Above: The only person whose proverbial list I actually want to read right now.
1. Like everyone else, ESPN has come out with a gripping list of top five guesses for who will get LBJ 2.0. Guess who’s at the top?
I’ll give you a hint. Their river caught on fire.
If you said “Cleveland,” you are clearly unacquainted with the mutually disdainful relationship enjoyed by ESPN and my hometown. No, I’m speaking of the other Midwestern city with a flammable river, although people don’t force-feed them near as much crap for it as they do us for ours.
Here’s the deal with Chicago. Two weeks ago, there were seven teams’ names being screamed by pundits.
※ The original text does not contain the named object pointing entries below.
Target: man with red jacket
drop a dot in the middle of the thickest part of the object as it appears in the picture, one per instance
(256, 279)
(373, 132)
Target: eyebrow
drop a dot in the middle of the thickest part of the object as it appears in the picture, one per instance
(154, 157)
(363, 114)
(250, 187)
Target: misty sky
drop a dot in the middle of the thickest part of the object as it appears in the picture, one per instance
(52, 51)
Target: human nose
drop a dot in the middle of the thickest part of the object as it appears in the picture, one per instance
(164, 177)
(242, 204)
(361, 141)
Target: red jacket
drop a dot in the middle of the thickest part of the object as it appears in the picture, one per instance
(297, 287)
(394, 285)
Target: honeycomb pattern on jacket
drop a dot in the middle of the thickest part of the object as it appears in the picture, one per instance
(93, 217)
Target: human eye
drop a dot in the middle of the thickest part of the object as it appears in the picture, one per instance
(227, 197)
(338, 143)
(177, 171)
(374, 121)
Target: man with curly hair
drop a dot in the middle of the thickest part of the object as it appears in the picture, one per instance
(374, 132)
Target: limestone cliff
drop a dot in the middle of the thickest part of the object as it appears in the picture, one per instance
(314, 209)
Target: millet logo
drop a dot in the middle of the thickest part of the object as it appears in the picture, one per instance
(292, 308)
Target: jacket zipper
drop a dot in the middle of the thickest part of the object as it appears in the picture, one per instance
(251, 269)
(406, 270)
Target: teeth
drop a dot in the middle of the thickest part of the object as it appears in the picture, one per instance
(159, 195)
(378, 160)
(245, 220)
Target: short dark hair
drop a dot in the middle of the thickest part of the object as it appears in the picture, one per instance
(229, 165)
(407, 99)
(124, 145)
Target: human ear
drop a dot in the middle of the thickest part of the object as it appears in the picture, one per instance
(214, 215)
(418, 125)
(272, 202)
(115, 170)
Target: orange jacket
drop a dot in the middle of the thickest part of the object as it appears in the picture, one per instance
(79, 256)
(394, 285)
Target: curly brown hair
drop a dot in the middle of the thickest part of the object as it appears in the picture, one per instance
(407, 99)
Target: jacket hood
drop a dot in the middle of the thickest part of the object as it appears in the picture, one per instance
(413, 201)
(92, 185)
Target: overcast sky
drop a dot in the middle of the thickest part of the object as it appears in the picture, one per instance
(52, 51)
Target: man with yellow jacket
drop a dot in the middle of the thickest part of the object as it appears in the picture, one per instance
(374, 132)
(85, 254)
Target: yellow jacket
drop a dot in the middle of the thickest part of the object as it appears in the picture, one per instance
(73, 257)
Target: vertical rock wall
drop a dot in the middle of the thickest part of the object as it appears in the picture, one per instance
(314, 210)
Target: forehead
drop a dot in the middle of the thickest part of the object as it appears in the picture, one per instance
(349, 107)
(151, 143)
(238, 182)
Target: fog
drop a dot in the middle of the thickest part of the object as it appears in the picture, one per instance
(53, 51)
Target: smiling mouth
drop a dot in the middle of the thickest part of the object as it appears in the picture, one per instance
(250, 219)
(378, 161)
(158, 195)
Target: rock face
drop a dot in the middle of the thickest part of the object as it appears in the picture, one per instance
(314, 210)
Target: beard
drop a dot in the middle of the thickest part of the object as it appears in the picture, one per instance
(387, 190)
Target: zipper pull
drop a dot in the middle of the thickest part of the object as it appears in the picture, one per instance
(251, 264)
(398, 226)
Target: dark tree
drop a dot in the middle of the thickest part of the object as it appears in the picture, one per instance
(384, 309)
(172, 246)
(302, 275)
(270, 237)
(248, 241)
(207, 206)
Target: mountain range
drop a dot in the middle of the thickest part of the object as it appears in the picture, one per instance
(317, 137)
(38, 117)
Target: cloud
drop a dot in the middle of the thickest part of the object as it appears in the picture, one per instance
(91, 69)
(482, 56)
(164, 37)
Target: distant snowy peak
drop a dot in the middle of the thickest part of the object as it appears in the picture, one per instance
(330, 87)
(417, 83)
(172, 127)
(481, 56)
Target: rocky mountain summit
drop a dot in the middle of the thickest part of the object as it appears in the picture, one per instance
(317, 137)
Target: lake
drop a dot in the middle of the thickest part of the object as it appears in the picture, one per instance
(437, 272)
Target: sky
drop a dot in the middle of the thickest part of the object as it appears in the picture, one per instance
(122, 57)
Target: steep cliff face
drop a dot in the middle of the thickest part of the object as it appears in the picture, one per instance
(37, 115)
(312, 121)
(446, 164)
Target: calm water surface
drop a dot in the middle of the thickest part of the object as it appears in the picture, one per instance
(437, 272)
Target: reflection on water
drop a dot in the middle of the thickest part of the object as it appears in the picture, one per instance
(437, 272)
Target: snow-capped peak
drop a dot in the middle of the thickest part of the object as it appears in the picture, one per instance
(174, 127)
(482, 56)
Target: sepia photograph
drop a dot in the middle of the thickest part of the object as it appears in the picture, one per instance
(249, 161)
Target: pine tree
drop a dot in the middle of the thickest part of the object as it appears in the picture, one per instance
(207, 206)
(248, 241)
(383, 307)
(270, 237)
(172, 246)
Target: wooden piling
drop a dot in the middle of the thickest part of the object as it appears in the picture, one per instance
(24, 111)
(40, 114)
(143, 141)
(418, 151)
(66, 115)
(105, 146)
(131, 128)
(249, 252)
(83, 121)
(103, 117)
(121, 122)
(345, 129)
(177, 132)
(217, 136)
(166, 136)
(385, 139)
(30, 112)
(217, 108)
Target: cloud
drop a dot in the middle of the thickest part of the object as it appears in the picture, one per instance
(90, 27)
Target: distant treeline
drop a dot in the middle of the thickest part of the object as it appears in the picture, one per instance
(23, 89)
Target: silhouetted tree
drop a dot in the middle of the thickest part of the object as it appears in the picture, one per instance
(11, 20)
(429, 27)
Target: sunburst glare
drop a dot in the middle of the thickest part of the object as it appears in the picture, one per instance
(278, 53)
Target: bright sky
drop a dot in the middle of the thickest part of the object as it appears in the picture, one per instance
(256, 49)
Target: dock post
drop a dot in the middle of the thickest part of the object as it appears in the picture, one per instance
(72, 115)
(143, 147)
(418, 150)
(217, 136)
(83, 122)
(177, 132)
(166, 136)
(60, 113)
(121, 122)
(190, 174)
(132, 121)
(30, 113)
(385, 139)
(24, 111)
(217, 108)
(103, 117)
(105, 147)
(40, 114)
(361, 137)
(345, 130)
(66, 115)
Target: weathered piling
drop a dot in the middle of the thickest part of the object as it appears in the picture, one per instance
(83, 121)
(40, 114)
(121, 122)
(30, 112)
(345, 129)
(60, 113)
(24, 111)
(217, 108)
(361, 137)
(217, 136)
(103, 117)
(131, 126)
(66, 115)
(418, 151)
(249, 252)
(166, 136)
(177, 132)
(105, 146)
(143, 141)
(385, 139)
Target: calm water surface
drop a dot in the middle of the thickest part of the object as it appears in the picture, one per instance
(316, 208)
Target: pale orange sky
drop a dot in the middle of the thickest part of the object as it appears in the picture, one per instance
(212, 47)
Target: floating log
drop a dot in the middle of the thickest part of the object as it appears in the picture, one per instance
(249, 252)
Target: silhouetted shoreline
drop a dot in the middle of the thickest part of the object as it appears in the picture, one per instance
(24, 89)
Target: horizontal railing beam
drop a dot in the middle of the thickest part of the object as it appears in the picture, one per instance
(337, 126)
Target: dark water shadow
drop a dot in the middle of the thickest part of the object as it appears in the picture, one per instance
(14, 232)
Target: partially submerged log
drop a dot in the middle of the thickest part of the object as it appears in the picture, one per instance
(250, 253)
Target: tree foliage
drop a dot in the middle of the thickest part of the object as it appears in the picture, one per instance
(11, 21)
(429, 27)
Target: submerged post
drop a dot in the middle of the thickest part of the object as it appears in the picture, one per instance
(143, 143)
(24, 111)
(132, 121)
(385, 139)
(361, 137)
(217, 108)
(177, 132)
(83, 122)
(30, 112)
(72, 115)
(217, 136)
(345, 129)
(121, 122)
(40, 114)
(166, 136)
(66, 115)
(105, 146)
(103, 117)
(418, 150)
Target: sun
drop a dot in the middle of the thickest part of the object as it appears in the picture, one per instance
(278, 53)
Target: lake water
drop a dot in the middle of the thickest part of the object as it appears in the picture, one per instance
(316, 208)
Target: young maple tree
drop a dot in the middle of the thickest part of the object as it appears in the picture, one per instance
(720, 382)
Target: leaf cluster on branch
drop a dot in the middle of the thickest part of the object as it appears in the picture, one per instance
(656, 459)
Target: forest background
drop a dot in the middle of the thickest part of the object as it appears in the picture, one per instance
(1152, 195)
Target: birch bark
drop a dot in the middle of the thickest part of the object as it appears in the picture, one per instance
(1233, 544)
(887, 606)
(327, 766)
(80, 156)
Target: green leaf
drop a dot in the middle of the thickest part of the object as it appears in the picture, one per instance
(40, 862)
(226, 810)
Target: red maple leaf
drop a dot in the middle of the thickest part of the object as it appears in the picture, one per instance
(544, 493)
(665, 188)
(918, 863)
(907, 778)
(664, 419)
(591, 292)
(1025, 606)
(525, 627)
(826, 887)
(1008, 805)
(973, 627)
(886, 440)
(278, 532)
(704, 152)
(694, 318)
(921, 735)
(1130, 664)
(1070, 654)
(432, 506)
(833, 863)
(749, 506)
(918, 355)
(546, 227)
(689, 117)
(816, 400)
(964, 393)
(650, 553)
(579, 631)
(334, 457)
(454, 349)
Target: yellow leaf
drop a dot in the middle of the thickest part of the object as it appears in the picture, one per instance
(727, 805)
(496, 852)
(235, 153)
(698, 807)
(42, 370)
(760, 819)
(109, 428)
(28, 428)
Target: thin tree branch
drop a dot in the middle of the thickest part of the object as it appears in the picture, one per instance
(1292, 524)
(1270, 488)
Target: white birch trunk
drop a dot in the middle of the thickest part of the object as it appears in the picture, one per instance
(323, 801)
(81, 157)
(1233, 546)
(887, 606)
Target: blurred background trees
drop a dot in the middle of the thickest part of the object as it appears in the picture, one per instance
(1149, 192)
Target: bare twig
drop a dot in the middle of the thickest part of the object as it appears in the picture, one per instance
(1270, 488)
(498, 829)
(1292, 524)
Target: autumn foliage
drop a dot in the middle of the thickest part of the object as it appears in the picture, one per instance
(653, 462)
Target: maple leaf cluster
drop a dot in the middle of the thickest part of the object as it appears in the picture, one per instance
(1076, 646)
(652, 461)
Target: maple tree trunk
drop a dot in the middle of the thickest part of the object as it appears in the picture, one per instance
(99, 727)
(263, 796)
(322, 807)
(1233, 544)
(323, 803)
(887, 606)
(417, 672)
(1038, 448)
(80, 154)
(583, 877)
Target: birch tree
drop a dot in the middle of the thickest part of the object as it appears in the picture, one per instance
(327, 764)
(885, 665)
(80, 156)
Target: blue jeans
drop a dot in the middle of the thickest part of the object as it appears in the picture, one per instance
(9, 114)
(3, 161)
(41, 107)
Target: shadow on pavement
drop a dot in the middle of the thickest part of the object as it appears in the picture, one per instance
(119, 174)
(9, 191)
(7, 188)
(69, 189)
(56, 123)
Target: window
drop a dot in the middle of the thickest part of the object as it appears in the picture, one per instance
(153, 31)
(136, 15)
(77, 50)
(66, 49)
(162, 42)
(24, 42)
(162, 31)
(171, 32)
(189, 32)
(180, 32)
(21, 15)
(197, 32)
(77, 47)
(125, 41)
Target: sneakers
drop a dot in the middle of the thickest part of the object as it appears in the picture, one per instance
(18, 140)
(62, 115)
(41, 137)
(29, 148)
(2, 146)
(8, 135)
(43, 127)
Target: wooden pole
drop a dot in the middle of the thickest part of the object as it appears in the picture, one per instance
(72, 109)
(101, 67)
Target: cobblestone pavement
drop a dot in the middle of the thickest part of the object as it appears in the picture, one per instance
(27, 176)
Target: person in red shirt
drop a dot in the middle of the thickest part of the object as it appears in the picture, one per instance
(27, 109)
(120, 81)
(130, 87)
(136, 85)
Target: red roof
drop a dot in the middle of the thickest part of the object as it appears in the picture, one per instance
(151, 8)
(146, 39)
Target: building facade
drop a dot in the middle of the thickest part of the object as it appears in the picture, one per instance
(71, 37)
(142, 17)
Two weeks later, nothing has changed, but for some inexplicable reason, everyone is wetting their pants over the Bulls.
This guy is wetting his pants, too.
… Although he does throw in the Cavs, Nets, Knicks and Heat, in that order of likelihood, to prevent you from catching on.
Now you don’t have to read the article. You’re welcome.
2. New theory! The Celtics’ dramatic winning streak might help the Cavaliers keep LeBron. Confused? I can explain in three sentences: Don’t feel bad, LeBron! It’s not that the Cavs are bad. It’s that the Celtics are so good!
Keep that theory firmly in mind while watching the Saturday night Celtics game against Orlando!
3. Oh, and Chris Bosh supposedly submitted his own trade wishlist to his manager—and there are rumored to be five teams on it, too! Substitute “Lakers” for “Nets,” and it’s allegedly identical to ESPN’s list, in fact. Just one caveat: rumor has it Bosh is still loitering around LeBron to see where he goes, so Bosh can hop a plane there, too.
Update: Chris Bosh denies the existence of said spellbinding list. Of course.

Above: I fully intended to write a caption for this, but Chris Bosh is scaring me.
Look, Canada. No, literally look. Right here, across Lake Erie.
Cleveland doesn’t ask for very much from you. Your miraculously nutritious bacon. Maybe some maple syrup (I’m blanking on Canadian exports that aren’t breakfast foods). But right now, we don’t need Bosh using any boyscout hand gestures to signal LBJ where their next meet-up should be. No, right now, we’re asking you to keep your boy in line. And in Toronto.
Unless you’d prefer to send him to Cleveland.
In which case, we will accept this kind gift from you, our Northern allies, as a token of our international friendship.
4. I know just yesterday people told you King James should leave because his kingdom mollycoddles him, but that was before we asked the greatest running back in NFL history what he thought. Former Cleveland Browns player Jim Brown says expectations are actually too high in C-land, and that’s why LeBron will book it.
Of course! I bet that if LeBron goes somewhere else, the hype will be much more realistic. It’s not as if fans in other states have been emblazoning jerseys with his name and number.
Oh, wait.

Never fear, though, because LeBron is famous for tempering expectations—as exemplified by that time he got the words “Chosen One” branded on his back.
But it’s rather poetic, really; no matter where LeBron goes, his shoulders bear a symbolically permanent reminder of the weight of his status!
5. Dallas Mavs owner Mark Cuban professed his undying love for LeBron.
I know. I know. That isn’t actually a rumor at all. In fact, instead of playing the never-ending game of “telephone” like everyone else, Cuban just came out and told the media he wants LeBron.
“If he decides to leave—there’s still a better chance he stays—then he’ll try to force a sign-and-trade, and that gives us a chance.”
Oh, Cuban. Thank you for this. Right now things are pretty stressful, but it will be diverting distraction to see what you’ll get for thumbing your nose at the NBA’s tampering rules!
Update: I just choked on a cheesestick. Turns out Cuban’s blabbermouth will cost him $100,000. I hope your conspicuous winking at LeBron was worth it, Cuban. Do not mess with the NBA Commissioner David Stern.